MT McGuire Books

I’ve got my inner lumberjack out and the painters in: Luck is in the eye of the beholder.

We have a tree in our garden. We have several but this one hangs out over the road. About a year ago now, it was hit by a recycling lorry. You know, one of those ones that appears jacked up with a metal box on top that is so dented it isn’t really a box any more, but looks as if it has been distressed, via the medium of carefully lobbing it off Beachy Head, before fitting. They’re big and tall these lorries which is how it hooked the lowest branch of the tree. There was a lot of creaking the branch bent a bit and then, thank heavens, it pinged back into position and the lorry went on it’s way.

Phew,” we all thought, watching from the kitchen. But it wasn’t ‘phew’. It had cracked the branch without us realising and it hung lower after that, high enough, for the winter, but when the spring came and it was covered in leaves and seeds we could hear it getting lorry dinked more often.

So McOther and I discussed it on the way to my parents this weekend. We’d get it pollarded, we decided. When we got home, the offending branch had a big crack in it and new wood showing. It was hanging even lower, precariously over a small red citroen.

It’ll fall and crush that,” I said. “We ought to find out who it belongs to and get them to move it.”

It’ll be fine, said McOther. That branch isn’t coming down any time soon.”

Hmm…” I said. McOther is a qualified engineer, which makes him think he can comment with knowledge and certainty about pretty much anything. I’m not an engineer, but I am a bumpkin, so I know what a bit of tree that’s about to fall off looks like.

We found a pair of police bollards we borrowed for moving in in — which I was supposed to have taken back to the police station; 4 years ago — and put them hopefully under the branch, or at least in the bits under the branch which weren’t occupied by red citroen and went back indoors.

This morning as I was leaving with McMini a large lorry went past and with a horrible rending and cracking of wood, it removed the branch.

Fucking hell! Shit! The red citroen!” I shouted, throwing a stressed, “You didn’t hear any of that!” back at McMini as I bounded over to the fence.

Amazingly, the red citroen was unscathed. The lorry had taken the branch with it a little way and deposited it about an inch in front of the bumper.

Praise the Lord the citroen is unharmed,” I said.

The lorry driver stopped and got out. There wasn’t much either of us could do, except be very, very glad about the citroen’s narrow escape — he’d clonked the branch on the way up too which would definitely have been automotive curtains. I asked him if he thought he could get the branch to the side of the road. I think he was delivering malt to the micro brewery round the corner because he did, without any trouble, and I had to saw it into four pieces. After that there wasn’t much more we could do, we bade each other a cheery goodbye and on he went.

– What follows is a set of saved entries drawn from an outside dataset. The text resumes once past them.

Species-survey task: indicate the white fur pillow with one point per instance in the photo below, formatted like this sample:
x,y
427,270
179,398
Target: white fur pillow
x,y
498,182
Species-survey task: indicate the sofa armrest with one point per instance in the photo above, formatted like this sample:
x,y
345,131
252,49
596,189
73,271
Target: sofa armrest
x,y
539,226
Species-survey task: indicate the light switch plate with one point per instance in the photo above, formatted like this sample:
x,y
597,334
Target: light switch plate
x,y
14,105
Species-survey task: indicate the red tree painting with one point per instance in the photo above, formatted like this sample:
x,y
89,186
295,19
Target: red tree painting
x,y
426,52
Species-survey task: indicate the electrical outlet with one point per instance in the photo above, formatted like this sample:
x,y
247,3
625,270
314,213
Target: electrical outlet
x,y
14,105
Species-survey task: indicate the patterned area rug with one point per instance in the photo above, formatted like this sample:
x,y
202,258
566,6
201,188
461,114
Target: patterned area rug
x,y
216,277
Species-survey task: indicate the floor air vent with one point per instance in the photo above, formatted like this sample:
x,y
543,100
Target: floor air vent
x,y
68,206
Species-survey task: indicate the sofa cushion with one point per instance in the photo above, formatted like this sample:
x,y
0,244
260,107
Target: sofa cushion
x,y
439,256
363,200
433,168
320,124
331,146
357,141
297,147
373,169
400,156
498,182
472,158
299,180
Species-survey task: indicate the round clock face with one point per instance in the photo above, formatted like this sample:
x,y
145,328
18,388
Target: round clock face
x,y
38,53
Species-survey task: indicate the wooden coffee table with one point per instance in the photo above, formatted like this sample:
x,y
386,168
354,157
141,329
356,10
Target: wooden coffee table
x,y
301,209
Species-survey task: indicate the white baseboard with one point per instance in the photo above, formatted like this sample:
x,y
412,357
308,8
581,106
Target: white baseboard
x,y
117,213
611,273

Cursing my luck at yet another thing thrown in my path to the computer and my writing, I returned from the school run put on my baseball cap and checked shirt got the saw, secateurs, big cutters, huge suede bus-driver’s luggage removing guantlets stolen from National Express (which I still use for gardening after all these years) etc out and removed the branch from the road. It was a big fuck off branch and I was proud to have it sawed, broken and chopped into manageable pieces in two hours. I divvied it up into logs, kindling and brown bin fodder and put it away.

What does this have to do with luck?

Well, sure, it was unlucky that the branch fell down but it was very lucky that it didn’t hurt anyone or break someone’s car. I fear it may well have damaged the lorry. I didn’t look and luckily, neither did the guy driving.

On one level, I was unlucky having to remove it today, when I’d wanted to write. On the other, there are certain, hormonally charged days in each month when writing is impossible. Yes, hormones screw us ladies up THAT badly. And there’s nothing like a bit of exercise to help with stomach cramps. So while it could have been bad news, I ended up feeling better sooner than I normally would and seeing as I’d only have been staring at my screen/book/notes/whatever getting steadily more and more pissed off, it was probably a stroke of good luck that I had to get my inner Lumberjack out, when I had the painters in.

On terminally unproductive days it’s hard to walk away from the er hem, terminal. Even if you know it’s the right thing to do. Today, fate made the decision for me.

As I chopped and sawed and pootled around I found myself whistling merrily. It was only after a while that I realised what the tune I was whistling was. And now I am clearly doomed to have it going through my head all day. But it’s not so bad. After all, it’s a cheery tune.